I'm still fighting this seeming "setpoint" that I have reached of about 170 pounds. My body seems to want to stay here. Interestingly, it's exactly where my surgeon said I would land. But I could easily stand to lose another 20 lbs, and even 10 would make me happy. As tempting as it is to try to get there quickly through a "diet", I am resisting this urge, partly because I was always a terrible dieter, and partly because I want a more lasting weight loss. So I still work on this every day.

On the school front...I have 10 1/2 months left and I am very happy about that. The hardest part is behind me. It's nice to realize that by this time next year I will be graduated and will already have taken (and hopefully passed) my boards.

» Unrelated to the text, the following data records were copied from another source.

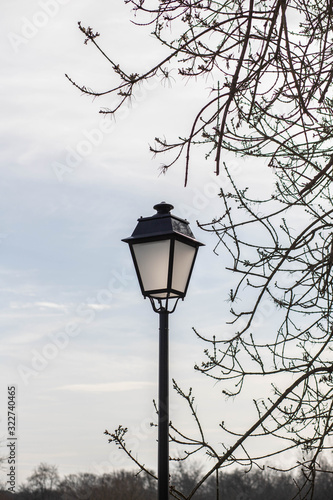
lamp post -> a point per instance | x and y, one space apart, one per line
163 250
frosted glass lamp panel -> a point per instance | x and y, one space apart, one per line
182 265
152 259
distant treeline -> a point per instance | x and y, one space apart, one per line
45 484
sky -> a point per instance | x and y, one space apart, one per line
78 342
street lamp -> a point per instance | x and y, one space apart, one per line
163 250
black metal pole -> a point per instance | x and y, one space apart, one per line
163 408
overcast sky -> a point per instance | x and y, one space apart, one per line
77 338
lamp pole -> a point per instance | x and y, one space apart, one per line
163 407
164 250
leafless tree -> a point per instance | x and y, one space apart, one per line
271 63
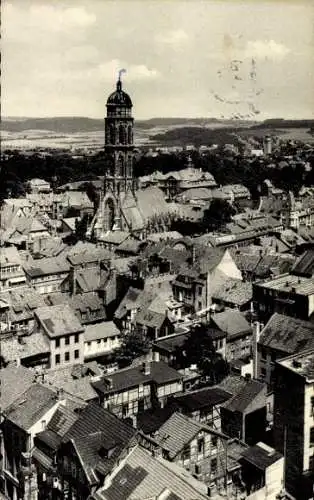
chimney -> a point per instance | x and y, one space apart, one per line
60 394
193 255
146 368
73 280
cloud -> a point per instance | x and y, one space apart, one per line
135 72
262 49
20 23
174 38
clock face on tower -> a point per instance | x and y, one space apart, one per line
119 141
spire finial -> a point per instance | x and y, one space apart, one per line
119 83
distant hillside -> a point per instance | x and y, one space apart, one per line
197 136
59 124
282 123
68 125
81 124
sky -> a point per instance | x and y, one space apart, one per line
192 58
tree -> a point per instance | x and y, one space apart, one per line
81 227
217 215
200 350
133 345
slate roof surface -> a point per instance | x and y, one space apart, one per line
171 343
31 406
246 395
232 384
95 428
149 421
149 318
23 302
121 380
92 279
232 322
115 237
58 320
15 380
82 255
286 334
131 300
76 385
178 431
81 303
203 398
235 292
31 345
46 266
103 330
261 455
304 265
143 476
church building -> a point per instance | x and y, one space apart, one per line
123 206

We are finishing up our bioethics class next week. It's been a very interesting class. Then we will take Law and Medicine in July. Meanwhile, we are working about 30 hours/week in the OR. Tonight I am on from 3-11, which should be in OB rather than the OR--placing labor epidurals and providing anesthesia for C-sections. I enjoy OB anesthesia, and I also enjoy not getting up at 5am.

I am thinking of making an appointment to see the surgeon sometime this summer, just to check in and make sure everything is okay. I don't know if I need a fill or not. Sometimes I think I do, sometimes I don't. Since it's been over a year since my last appointment, I should go in either way.

Hope everyone is enjoying the summer!

1 comment:

Diz said...

Sounds like an interesting read. At least ur aware of what u eat. Also sounds like ur learning some cool stuff.